Le gouvernement choisira 100 Espagnols pour proposer des solutions au changement climatique

13/06/2021 à 9h06 CEST

Le gouvernement veut entendre l’opinion de ses citoyens pour savoir à quoi devrait ressembler l’Espagne de 2050, celle qui est adaptée pour lutter contre le changement climatique. Ainsi, à travers la figure du Assemblée citoyenne pour le climat, le gouvernement sélectionnera, au hasard, un groupe de 100 Espagnols qui auront la possibilité de donner leur avis sur les politiques climatiques que l’Espagne devrait mettre en œuvre pour atteindre la neutralité des émissions en 2050.

L’Assemblée Citoyenne pour le Climat devra débattre et proposer un ensemble de recommandations, qui ne seront en aucun cas contraignantes, sur les politiques climatiques avec lesquelles ils pensent que l’Espagne devrait atteindre la neutralité climatique d’ici 2050.

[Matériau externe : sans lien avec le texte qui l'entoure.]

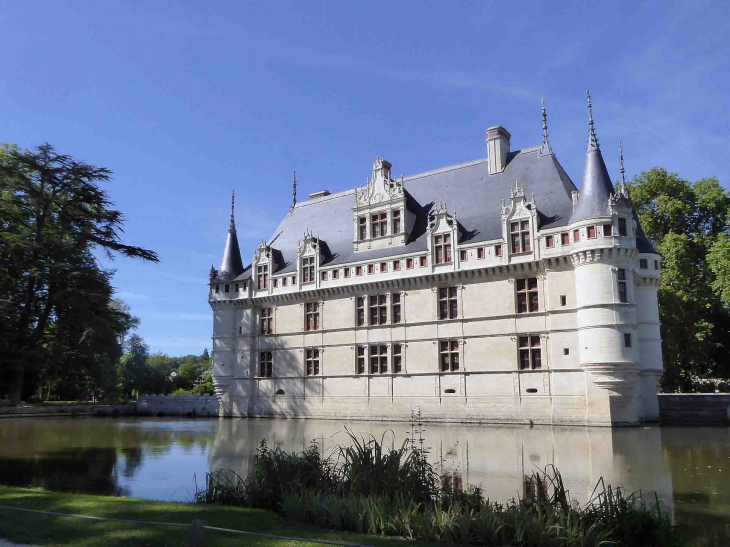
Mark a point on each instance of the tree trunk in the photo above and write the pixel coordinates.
(15, 389)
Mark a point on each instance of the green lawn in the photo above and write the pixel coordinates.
(33, 528)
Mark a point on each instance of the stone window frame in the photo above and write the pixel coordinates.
(530, 348)
(265, 368)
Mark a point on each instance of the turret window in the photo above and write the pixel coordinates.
(379, 225)
(311, 316)
(312, 361)
(265, 364)
(396, 222)
(448, 303)
(527, 295)
(621, 275)
(263, 276)
(520, 236)
(449, 355)
(308, 269)
(530, 352)
(442, 248)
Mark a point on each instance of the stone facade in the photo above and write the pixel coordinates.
(529, 313)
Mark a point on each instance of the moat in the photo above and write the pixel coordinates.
(160, 458)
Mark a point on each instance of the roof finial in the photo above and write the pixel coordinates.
(545, 148)
(592, 139)
(294, 190)
(232, 225)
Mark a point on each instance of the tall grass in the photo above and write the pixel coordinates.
(369, 488)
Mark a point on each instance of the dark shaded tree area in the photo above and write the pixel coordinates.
(61, 330)
(690, 225)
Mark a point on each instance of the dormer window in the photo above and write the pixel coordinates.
(520, 236)
(442, 248)
(308, 269)
(263, 276)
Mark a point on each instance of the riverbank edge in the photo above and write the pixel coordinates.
(37, 529)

Mais le lancement de cette initiative n’a pas été bien accueilli par les ONG. Et, puisque les avis de ces citoyens ne seront ni contraignants ni obligatoires, l’ONG Extinction Rebellion dénonce que l’Assemblée citoyenne pour le climat « n’est pas telle », puisqu’elle « ignore » les citoyens, ne définit pas d’objectifs spécifiques ni n’implique un ‘ véritable cadre» pour la prise de décision climatique.

Cette initiative, inscrite dans la loi sur le changement climatique et la transition écologique, s’inscrit dans le sillage d’autres pays comme la France ou le Royaume-Uni, qui disposent déjà de ces assemblées citoyennes volontaires.

Cependant, en Espagne, les participants seront choisis selon des critères de sélection différents, qui visent une représentation adéquate de la société espagnole. Leurs recommandations seront remises au Gouvernement puis au Parlement, afin qu’ils essaient de leur donner une forme juridique.

L’initiative est actuellement en phase de consultation, qui culminera dans les semaines à venir. Cette phase permettra de lancer l’Assemblée, sa composition, ses thèmes, sa structure et d’autres détails dans le but « d’atteindre le plus haut niveau de participation citoyenne » et « face à la sensibilité croissante et au grand pas dans la conscience sociale en matière de climat changement », comme l’a déclaré le directeur du Bureau espagnol du changement climatique, Valvanera Ulargui.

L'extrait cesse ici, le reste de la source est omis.